Department of Computer Sciences, University of Wisconsin, Madison, WI 53706, USA.
Bioinformatics. 2010 Feb 15;26(4):493-500. doi: 10.1093/bioinformatics/btp692. Epub 2009 Dec 18.
RNA-Seq is a promising new technology for accurately measuring gene expression levels. Expression estimation with RNA-Seq requires the mapping of relatively short sequencing reads to a reference genome or transcript set. Because reads are generally shorter than transcripts from which they are derived, a single read may map to multiple genes and isoforms, complicating expression analyses. Previous computational methods either discard reads that map to multiple locations or allocate them to genes heuristically.

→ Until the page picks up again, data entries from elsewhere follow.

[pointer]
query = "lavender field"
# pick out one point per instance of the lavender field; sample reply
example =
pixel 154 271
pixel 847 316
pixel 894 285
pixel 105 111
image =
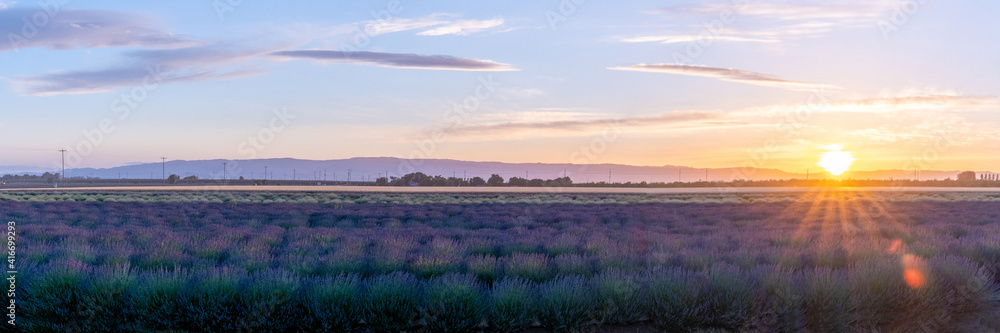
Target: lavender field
pixel 820 261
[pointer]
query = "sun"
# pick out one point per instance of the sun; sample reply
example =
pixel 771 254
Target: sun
pixel 835 161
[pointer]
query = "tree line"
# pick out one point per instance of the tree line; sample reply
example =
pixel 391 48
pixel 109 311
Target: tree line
pixel 421 179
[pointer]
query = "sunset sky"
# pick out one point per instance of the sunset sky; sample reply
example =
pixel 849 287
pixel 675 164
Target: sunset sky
pixel 769 84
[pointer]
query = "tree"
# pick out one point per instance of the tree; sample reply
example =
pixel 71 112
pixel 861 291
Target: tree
pixel 967 176
pixel 495 180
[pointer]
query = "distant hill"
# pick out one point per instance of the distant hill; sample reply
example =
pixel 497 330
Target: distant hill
pixel 371 167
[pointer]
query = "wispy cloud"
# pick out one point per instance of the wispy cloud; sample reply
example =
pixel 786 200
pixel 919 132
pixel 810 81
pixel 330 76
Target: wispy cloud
pixel 569 127
pixel 462 27
pixel 669 39
pixel 72 29
pixel 197 63
pixel 886 105
pixel 438 24
pixel 772 21
pixel 399 60
pixel 792 10
pixel 725 74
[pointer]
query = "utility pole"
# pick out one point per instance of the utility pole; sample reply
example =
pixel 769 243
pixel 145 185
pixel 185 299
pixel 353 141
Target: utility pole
pixel 63 173
pixel 164 161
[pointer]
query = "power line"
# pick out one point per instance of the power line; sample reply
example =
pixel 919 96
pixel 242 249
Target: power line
pixel 63 174
pixel 164 177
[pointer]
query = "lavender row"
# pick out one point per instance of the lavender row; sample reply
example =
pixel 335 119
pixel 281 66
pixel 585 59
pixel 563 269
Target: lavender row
pixel 872 295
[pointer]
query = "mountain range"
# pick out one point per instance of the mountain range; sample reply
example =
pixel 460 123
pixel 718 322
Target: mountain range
pixel 369 168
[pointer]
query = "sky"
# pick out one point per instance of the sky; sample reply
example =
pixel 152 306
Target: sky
pixel 770 84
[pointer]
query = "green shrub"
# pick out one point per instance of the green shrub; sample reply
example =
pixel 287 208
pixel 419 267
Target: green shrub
pixel 617 298
pixel 331 304
pixel 393 302
pixel 533 267
pixel 674 299
pixel 962 297
pixel 512 305
pixel 731 296
pixel 267 300
pixel 108 301
pixel 881 298
pixel 158 299
pixel 454 304
pixel 486 268
pixel 564 304
pixel 213 304
pixel 573 264
pixel 54 299
pixel 828 301
pixel 785 302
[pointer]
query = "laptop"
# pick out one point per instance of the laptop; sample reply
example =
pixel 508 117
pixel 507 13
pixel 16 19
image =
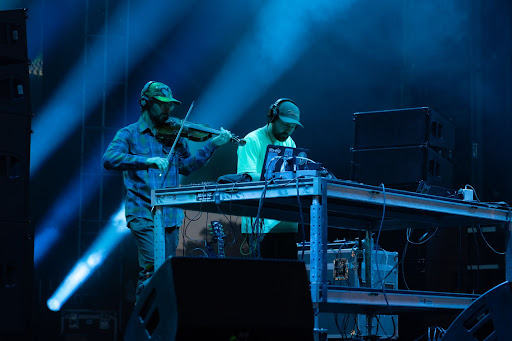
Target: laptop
pixel 281 159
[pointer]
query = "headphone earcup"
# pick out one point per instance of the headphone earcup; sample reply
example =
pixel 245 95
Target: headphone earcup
pixel 144 100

We present a generative statistical model and associated inference methods that handle read mapping uncertainty in a principled manner. Through simulations parameterized by real RNA-Seq data, we show that our method is more accurate than previous methods. Our improved accuracy is the result of handling read mapping uncertainty with a statistical model and the estimation of gene expression levels as the sum of isoform expression levels. Unlike previous methods, our method is capable of modeling non-uniform read distributions. Simulations with our method indicate that a read length of 20-25 bases is optimal for gene-level expression estimation from mouse and maize RNA-Seq data when sequencing throughput is fixed.
RNA-Seq 是一种很有前途的新技术,可以准确测量基因表达水平。使用 RNA-Seq 进行表达估计需要将相对较短的测序读取映射到参考基因组或转录本集。由于读取通常比它们衍生的转录本短,因此单个读取可能会映射到多个基因和异构体,从而使表达分析变得复杂。以前的计算方法要么丢弃映射到多个位置的读取,要么根据启发式方法将它们分配给基因。
我们提出了一种生成式统计模型和相关的推理方法,以合理的方式处理读取映射不确定性。通过用真实的 RNA-Seq 数据参数化的模拟,我们表明我们的方法比以前的方法更准确。我们提高的准确性是通过使用统计模型处理读取映射不确定性和将基因表达水平估计为异构体表达水平之和的结果。与以前的方法不同,我们的方法能够对非均匀的读取分布进行建模。当测序通量固定时,使用我们的方法进行模拟表明,对于来自小鼠和玉米的 RNA-Seq 数据的基因水平表达估计,20-25 个碱基的读取长度是最优的。